The SMART church would connect with its religious history, its social context, and the global Christian community. It would know its past: the creeds, theological development, and key moments in church history. It would link to believers all over the world and learn from them. It would deeply understand the cultural setting in which it resides.
The SMART church would be a place for thinkers. Believers would love God in all dimensions: their heart, their hand, and especially their mind (Mark 12:30). Businessmen, artists, academics, writers, technicians, and scientists would grow in knowledge and wisdom. They would connect their faith and profession. They would discern how to go “into” the world but not become “part of” it. Sermons would be well-prepared and intellectually stimulating for believers and non-believers. The music and lyrics would be thoughtful, other-focused, and multi-cultural. The liturgy would include scripture reading, confession of sin, communion, testimony, and citation of creeds.
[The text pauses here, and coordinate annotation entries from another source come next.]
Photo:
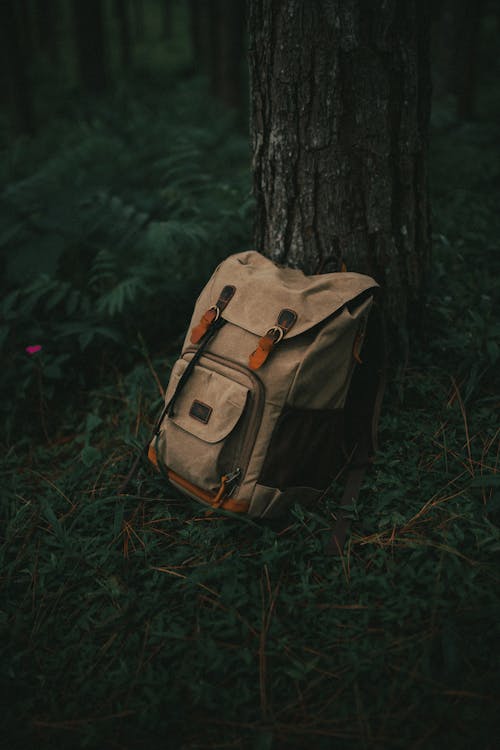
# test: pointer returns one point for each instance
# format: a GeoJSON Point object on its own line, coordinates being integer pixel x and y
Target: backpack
{"type": "Point", "coordinates": [255, 413]}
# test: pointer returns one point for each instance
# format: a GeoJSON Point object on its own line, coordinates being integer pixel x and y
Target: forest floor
{"type": "Point", "coordinates": [136, 621]}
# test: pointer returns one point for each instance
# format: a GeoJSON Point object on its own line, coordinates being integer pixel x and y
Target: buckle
{"type": "Point", "coordinates": [276, 332]}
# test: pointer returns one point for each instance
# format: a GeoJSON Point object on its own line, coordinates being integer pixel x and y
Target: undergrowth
{"type": "Point", "coordinates": [137, 621]}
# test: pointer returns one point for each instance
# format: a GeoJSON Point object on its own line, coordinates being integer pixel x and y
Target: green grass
{"type": "Point", "coordinates": [137, 621]}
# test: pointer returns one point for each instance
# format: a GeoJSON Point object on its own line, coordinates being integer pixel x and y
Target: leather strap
{"type": "Point", "coordinates": [285, 320]}
{"type": "Point", "coordinates": [213, 313]}
{"type": "Point", "coordinates": [362, 411]}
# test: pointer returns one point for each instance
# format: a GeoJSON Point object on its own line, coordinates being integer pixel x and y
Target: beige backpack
{"type": "Point", "coordinates": [254, 415]}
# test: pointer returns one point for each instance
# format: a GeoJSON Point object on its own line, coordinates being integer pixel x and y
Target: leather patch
{"type": "Point", "coordinates": [200, 411]}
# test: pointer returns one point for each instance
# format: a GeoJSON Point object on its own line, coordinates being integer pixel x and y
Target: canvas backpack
{"type": "Point", "coordinates": [255, 413]}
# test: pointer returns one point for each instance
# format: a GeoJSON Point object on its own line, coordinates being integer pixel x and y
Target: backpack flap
{"type": "Point", "coordinates": [263, 290]}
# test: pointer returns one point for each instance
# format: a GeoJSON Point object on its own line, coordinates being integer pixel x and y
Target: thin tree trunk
{"type": "Point", "coordinates": [340, 108]}
{"type": "Point", "coordinates": [122, 16]}
{"type": "Point", "coordinates": [167, 18]}
{"type": "Point", "coordinates": [199, 26]}
{"type": "Point", "coordinates": [16, 83]}
{"type": "Point", "coordinates": [90, 43]}
{"type": "Point", "coordinates": [469, 14]}
{"type": "Point", "coordinates": [227, 26]}
{"type": "Point", "coordinates": [46, 17]}
{"type": "Point", "coordinates": [138, 15]}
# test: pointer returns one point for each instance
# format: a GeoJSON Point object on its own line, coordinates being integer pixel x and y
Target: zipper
{"type": "Point", "coordinates": [255, 416]}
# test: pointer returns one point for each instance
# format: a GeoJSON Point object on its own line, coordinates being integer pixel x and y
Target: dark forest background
{"type": "Point", "coordinates": [127, 621]}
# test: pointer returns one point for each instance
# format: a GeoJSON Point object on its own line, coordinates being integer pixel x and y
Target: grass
{"type": "Point", "coordinates": [137, 621]}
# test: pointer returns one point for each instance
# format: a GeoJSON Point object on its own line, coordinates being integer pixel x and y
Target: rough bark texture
{"type": "Point", "coordinates": [340, 106]}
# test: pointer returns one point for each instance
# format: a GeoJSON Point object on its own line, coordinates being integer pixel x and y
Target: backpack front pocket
{"type": "Point", "coordinates": [203, 438]}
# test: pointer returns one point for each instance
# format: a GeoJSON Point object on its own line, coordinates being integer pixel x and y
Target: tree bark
{"type": "Point", "coordinates": [340, 99]}
{"type": "Point", "coordinates": [90, 43]}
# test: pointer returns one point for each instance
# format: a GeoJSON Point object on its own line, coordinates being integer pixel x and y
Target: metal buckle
{"type": "Point", "coordinates": [217, 312]}
{"type": "Point", "coordinates": [278, 330]}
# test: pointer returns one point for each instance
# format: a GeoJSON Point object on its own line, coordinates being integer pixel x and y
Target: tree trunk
{"type": "Point", "coordinates": [340, 108]}
{"type": "Point", "coordinates": [90, 43]}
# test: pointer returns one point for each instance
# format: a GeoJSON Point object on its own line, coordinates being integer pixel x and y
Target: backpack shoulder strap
{"type": "Point", "coordinates": [362, 412]}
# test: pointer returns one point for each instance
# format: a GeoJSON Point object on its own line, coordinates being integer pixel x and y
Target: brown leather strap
{"type": "Point", "coordinates": [212, 314]}
{"type": "Point", "coordinates": [285, 320]}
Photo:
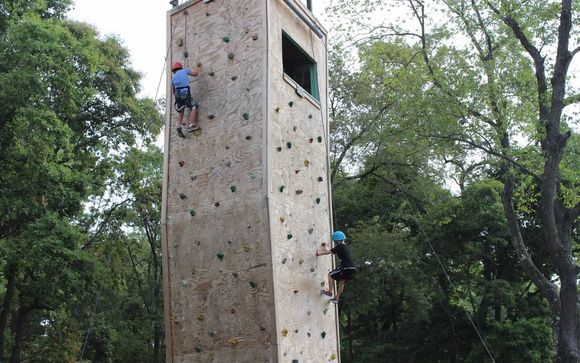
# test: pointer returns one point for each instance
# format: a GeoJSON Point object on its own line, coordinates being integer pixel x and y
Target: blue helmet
{"type": "Point", "coordinates": [338, 236]}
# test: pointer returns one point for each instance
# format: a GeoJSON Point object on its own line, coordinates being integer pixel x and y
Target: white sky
{"type": "Point", "coordinates": [141, 26]}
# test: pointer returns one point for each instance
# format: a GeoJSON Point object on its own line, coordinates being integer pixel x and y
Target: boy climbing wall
{"type": "Point", "coordinates": [344, 272]}
{"type": "Point", "coordinates": [183, 99]}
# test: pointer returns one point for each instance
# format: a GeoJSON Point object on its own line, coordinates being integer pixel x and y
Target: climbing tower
{"type": "Point", "coordinates": [246, 200]}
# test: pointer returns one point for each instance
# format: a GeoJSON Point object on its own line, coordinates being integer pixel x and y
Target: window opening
{"type": "Point", "coordinates": [299, 66]}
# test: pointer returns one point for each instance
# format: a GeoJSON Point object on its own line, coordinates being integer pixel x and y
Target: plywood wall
{"type": "Point", "coordinates": [238, 287]}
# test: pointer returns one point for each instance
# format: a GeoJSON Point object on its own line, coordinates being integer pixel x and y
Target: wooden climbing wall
{"type": "Point", "coordinates": [246, 200]}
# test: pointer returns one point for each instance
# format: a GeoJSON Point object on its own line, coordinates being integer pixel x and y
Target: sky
{"type": "Point", "coordinates": [141, 26]}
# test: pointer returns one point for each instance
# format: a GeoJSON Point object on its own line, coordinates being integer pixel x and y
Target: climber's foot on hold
{"type": "Point", "coordinates": [192, 128]}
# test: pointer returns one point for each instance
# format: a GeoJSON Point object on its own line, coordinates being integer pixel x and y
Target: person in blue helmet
{"type": "Point", "coordinates": [345, 272]}
{"type": "Point", "coordinates": [182, 93]}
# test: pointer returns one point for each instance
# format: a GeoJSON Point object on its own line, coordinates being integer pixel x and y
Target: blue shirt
{"type": "Point", "coordinates": [181, 78]}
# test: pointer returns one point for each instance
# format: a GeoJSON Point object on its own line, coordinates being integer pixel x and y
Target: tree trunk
{"type": "Point", "coordinates": [19, 333]}
{"type": "Point", "coordinates": [8, 296]}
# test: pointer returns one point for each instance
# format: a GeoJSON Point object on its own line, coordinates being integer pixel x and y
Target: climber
{"type": "Point", "coordinates": [344, 272]}
{"type": "Point", "coordinates": [182, 93]}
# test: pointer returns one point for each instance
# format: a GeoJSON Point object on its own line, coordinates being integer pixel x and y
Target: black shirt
{"type": "Point", "coordinates": [343, 253]}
The SMART church would function as a learning center whose members possess intellectual curiosity. SMART believers would be readers because of their hunger to learn about God and his world. They would study the Bible and the basic tenants of theology. They would understand human depravity and divine grace. They would view their cultures critically and engage idolatry. They would also design many creative applications for the glory of God and the benefit of mankind.
The SMART church would provide insightful contributions for the common good and public square. SMART Christians would attain positions of influence in society in business, the arts, sciences, politics, law, education, and the media. They would express and model the intellectual plausibility and existential credibility of the Christian faith.
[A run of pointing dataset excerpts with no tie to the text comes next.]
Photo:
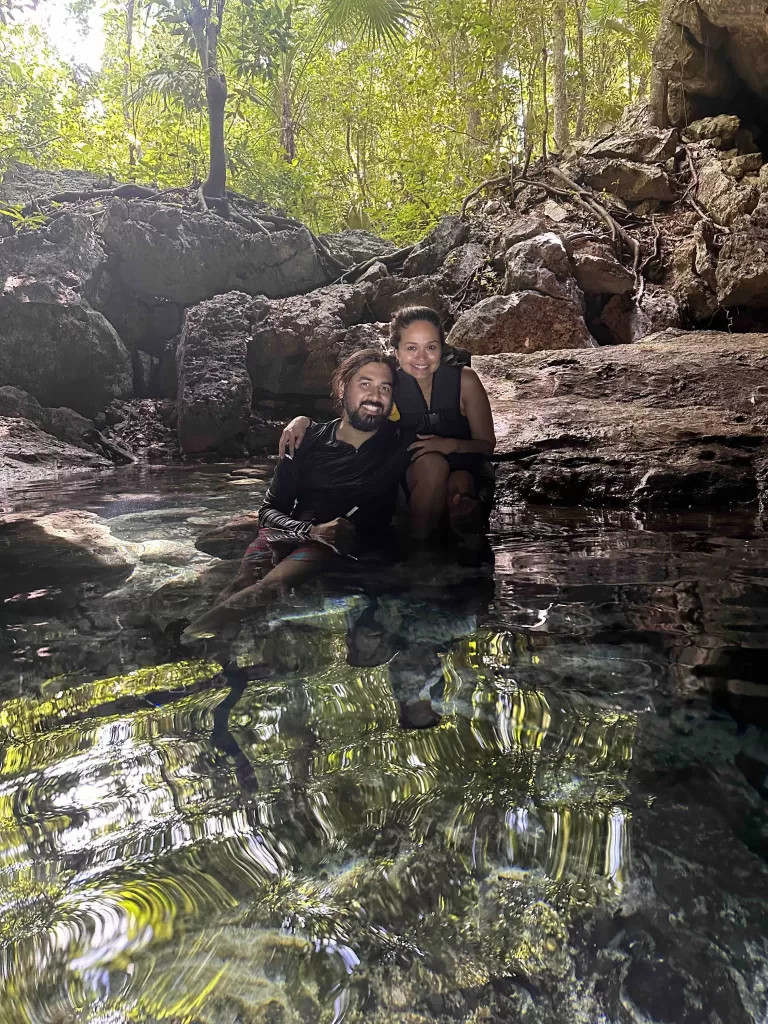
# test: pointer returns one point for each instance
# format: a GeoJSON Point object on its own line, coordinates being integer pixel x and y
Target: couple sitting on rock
{"type": "Point", "coordinates": [427, 424]}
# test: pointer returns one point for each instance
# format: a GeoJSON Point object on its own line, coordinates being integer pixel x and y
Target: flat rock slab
{"type": "Point", "coordinates": [678, 420]}
{"type": "Point", "coordinates": [39, 550]}
{"type": "Point", "coordinates": [27, 453]}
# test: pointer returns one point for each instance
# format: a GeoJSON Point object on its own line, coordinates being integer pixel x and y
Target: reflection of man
{"type": "Point", "coordinates": [336, 497]}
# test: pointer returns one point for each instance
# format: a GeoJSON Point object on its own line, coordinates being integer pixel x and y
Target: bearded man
{"type": "Point", "coordinates": [335, 498]}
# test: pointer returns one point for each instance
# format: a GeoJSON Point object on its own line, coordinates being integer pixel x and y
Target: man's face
{"type": "Point", "coordinates": [368, 396]}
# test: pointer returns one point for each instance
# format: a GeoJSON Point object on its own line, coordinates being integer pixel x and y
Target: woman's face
{"type": "Point", "coordinates": [420, 350]}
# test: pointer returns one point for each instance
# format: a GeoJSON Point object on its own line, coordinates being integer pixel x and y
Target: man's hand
{"type": "Point", "coordinates": [431, 442]}
{"type": "Point", "coordinates": [339, 535]}
{"type": "Point", "coordinates": [293, 435]}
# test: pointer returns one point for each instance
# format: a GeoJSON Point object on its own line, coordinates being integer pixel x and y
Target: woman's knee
{"type": "Point", "coordinates": [431, 469]}
{"type": "Point", "coordinates": [461, 482]}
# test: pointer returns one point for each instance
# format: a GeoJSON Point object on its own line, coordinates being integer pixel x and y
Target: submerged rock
{"type": "Point", "coordinates": [42, 550]}
{"type": "Point", "coordinates": [229, 539]}
{"type": "Point", "coordinates": [28, 453]}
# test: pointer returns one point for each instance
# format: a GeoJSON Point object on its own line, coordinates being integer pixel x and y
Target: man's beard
{"type": "Point", "coordinates": [366, 420]}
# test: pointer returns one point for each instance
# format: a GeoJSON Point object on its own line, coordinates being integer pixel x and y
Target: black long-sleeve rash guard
{"type": "Point", "coordinates": [328, 477]}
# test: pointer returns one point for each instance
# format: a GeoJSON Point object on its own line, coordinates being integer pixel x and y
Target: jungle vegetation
{"type": "Point", "coordinates": [377, 114]}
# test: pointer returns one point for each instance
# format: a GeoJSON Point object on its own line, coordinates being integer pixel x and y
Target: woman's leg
{"type": "Point", "coordinates": [427, 478]}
But now, let us return to ecclesiological reality. Sadly, many evangelical churches today are not SMART. They are not often historically, globally, or even contextually interconnected. They are turned inward and tuned out. They are gullible and easily swayed by public opinion and erroneous schemes. They are viewers (of social media, movies, and TV), not readers. They are largely irrelevant intellectually. They are basically self-preservative, continually focused on maintaining outdated infrastructure.
Metaphorically, many churches prefer the old, rotary phone. Their technology cannot connect with the world today. And, sadly, we know what happens with old technology. It goes to the museum or worse—it is thrown into the trash.